The college class of 2020 entered one of the most hostile labor markets in recent history. During the first year of the Covid pandemic, employment decreased across the country. By many measures, college graduates fared best during this period, but as time passes, research is capturing just how difficult conditions are for young workers.
The National Association of Colleges and Employers (NACE) recently analyzed the outcomes for 563,000 bachelor's graduates across 337 colleges and universities and found that only 50.2% of the class of 2020 had full-time jobs with a traditional employer (meaning they are not working as a freelancer or entrepreneur) within six months of graduation. In comparison, 55.3% of the class of 2019 graduates were employed within the same time frame.
Students who attended colleges with fewer than 2,000 students tended to do better after graduation.
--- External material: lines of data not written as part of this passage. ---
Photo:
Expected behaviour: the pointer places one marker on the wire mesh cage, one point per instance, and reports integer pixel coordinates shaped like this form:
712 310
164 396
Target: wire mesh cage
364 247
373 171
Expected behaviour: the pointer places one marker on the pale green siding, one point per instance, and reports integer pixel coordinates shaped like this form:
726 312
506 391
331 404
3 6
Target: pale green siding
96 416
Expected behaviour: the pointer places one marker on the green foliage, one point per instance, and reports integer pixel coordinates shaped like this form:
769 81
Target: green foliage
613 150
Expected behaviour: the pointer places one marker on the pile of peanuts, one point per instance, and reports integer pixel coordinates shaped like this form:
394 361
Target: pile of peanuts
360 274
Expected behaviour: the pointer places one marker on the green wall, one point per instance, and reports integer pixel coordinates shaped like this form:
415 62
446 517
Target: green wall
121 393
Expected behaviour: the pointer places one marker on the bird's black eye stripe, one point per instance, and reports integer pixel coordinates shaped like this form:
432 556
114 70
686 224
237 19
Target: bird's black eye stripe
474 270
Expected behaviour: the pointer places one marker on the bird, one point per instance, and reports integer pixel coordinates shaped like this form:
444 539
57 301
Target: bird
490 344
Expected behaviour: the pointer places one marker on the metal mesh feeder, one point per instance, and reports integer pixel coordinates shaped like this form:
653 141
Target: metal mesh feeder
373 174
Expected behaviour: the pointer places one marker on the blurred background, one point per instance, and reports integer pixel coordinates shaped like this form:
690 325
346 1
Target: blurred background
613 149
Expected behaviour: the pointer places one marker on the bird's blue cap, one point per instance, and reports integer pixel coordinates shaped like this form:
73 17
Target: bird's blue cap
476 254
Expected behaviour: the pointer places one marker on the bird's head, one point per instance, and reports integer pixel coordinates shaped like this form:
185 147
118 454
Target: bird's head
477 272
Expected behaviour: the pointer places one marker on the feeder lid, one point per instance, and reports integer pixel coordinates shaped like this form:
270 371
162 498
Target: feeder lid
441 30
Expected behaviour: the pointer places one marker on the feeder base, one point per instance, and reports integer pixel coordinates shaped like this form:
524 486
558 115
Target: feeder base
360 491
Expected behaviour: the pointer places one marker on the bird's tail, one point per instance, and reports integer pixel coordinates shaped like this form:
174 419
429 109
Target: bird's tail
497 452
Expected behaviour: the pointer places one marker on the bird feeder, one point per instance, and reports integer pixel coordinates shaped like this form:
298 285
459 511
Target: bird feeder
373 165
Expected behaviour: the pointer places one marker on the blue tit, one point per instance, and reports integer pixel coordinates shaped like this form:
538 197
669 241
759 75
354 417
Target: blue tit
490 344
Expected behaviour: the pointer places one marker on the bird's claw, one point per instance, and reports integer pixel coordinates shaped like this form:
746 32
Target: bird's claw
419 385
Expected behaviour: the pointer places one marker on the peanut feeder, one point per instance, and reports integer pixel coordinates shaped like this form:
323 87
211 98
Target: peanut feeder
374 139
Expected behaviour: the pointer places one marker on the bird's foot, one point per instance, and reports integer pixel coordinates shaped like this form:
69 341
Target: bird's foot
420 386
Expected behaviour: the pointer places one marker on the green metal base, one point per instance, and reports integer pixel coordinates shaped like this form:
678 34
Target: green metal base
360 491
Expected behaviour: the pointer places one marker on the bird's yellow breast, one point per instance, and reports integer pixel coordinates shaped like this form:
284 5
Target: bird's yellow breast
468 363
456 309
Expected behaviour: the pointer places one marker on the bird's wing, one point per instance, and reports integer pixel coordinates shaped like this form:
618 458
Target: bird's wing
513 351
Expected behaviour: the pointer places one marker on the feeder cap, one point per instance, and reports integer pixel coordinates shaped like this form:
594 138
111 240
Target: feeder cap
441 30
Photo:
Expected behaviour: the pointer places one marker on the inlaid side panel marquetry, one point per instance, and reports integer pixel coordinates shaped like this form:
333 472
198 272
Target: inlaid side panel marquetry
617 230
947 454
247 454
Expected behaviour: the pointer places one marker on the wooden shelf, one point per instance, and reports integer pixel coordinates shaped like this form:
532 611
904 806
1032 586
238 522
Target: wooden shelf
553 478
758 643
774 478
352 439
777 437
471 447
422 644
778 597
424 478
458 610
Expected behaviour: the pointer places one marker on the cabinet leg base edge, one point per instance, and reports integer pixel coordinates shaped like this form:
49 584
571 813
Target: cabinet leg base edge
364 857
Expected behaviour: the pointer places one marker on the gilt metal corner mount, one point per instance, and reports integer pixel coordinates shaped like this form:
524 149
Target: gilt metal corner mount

Closer to 62% of these students had full-time positions after six months.
"The Covid-19 pandemic had a significant effect on the job market for the Class of 2020, and our report illustrates that," says Shawn VanDerziel, executive director of NACE. "In terms of employment within six months of graduation, 2020 graduates had the worst outcomes since we began tracking with the class of 2014."
According to an analysis of Bureau of Labor Statistics data from January 2020 to October 2020 by Pew Research Center, 2020 college graduates saw a bigger decrease in labor force participation than those who graduated during the Great Recession.
Pew estimates that among all Americans ages 16 and older, the employment rate declined from 61% in October 2019 to 58% in October 2020.
And according to an analysis of U.S. Census, Bureau of Labor Statistics and National Center for Education Statistics data for the years 1980 to 2019 by Georgetown University researchers, college costs have increased by 169% over the past four decades — while earnings for workers between the ages of 22 and 27 have increased by just 19%.
To make matters worse, college graduates today also owe more in student debt. Adjusted for inflation, 2008 college graduates owed $24,012 in student loans, on average. In 2020, that total was closer to $36,665.
Beyond a difficult labor market, the NACE report also mentions that graduate school attendance may be another reason the class of 2020's employment rate dipped. Just over 21% of 2020 grads pursued continuing education after receiving their bachelor's degree, an increase from 18.6% in 2019.
The report also notes that for college graduates who did manage to secure full-time traditional employment, wages increased.
"The average starting salary for the class of 2020 was $56,576 — 3.8% greater than in 2019. In addition, the median salary rose to $54,686 — 3.7% greater than in 2019," reads the report. "A key driver for the increase in the average starting salary was the lack of lower-paying jobs that many new graduates typically secure as their first assignment following graduation. As was the case with the increases for the class of 2019, the salary increases for 2020 exceeded inflation. The real increase in starting salaries, controlling for inflation, was 2.5%."
"Many of the retail, hospitality and other service-focused jobs simply weren't there, and these tend to be lower-paying," explains VanDerziel. "As a result, most of the salaries that were reported were the higher-paying jobs, which skewed the average."